Rolls-Royce grabs top slot for engines
Friday 11 February 2005
Unveiling a better-than-expected 21 per cent rise in annual profits to pounds 345m, Rolls said that it took 40 per cent of all engine orders placed by commercial airlines in 2004, compared with 34 per cent for GE and just 10 per cent for the other US engine manufacturer Pratt & Whitney.
This is the first time that Rolls' share of the civil market has hit 40 per cent, although it has accounted for 50 per cent of all engines used to power wide-bodied jets such as the Boeing 777 and Airbus A330 for some time.
Sir John Rose, Rolls' chief executive, said that 2004 had been a good year on all levels. However, he added that GE was still bigger in terms of engine deliveries and Rolls would have to outsell its American rival consistently for several years before it could truly claim market leadership.

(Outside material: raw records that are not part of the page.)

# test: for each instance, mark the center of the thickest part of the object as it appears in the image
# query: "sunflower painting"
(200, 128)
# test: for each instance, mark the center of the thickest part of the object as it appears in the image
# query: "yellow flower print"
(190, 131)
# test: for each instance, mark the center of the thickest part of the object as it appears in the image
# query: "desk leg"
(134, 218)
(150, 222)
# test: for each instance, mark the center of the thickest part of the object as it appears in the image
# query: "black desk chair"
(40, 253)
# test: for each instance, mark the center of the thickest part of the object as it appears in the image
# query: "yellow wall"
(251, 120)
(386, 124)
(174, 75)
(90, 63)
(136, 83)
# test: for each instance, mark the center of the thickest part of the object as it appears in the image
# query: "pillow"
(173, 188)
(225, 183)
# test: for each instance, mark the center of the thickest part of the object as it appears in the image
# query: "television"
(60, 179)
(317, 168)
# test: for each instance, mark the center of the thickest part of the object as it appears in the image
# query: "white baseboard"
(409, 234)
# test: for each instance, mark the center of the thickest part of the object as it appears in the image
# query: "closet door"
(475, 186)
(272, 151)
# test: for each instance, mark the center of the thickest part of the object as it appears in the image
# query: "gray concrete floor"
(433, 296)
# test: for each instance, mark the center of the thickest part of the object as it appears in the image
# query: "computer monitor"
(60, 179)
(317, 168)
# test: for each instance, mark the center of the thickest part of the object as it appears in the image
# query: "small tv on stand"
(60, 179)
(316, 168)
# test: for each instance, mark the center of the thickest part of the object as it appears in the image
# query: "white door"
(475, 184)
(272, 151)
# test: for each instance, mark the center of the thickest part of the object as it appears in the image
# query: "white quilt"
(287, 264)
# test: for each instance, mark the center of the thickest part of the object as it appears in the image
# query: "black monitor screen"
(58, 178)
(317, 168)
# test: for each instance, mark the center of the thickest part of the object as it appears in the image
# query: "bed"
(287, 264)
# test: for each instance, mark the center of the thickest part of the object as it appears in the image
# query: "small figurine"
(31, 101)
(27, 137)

Order intake reached a record pounds 8.7bn last year, taking the total order book at the end of the year to pounds 18.9bn. But the real driver behind the surge in profits was the increase in the proportion of sales accounted for by the company's lucrative spares business.
Aftermarket sales grew by 12 per cent to pounds 3.8bn - equivalent to 55 per cent of total group revenues. In the civil engine side of the business, spares accounted for an even higher 59 per cent of income.
Although civil engine deliveries are still well down on the record 1,300 achieved in 2001, Sir John said they had begun to recover a year ahead of expectations. Deliveries rose to 824 last year, compared with 746 in the trough year of 2003, and Rolls expects a further increase in production this year.
The company is on the two big new civil airliner programmes - the Airbus A380 super-jumbo, where it has so far taken 50 per cent of the market, and the Boeing 787, where it is the engine supplier for the launch customer All Nippon Airways. Rolls will also offer its Trent engine on the A350, the new medium-sized Airbus jet.
The military engine division was boosted last year by a pounds 750m order for EJ200 engines following the confirmation of a second tranche of orders for the Eurofighter Typhoon.
The shares fell 7p, or 2.6 per cent, as dealers took profits and some analysts expressed disappointment that Rolls had not lifted the dividend, which remains at 8.18p for the year.
But Sir John pointed out that Rolls had never cut the payout, even when it hit trouble in 2002 and was forced to slash jobs and warn on profits in the aftermath of the terrorist attacks of 11 September 2001.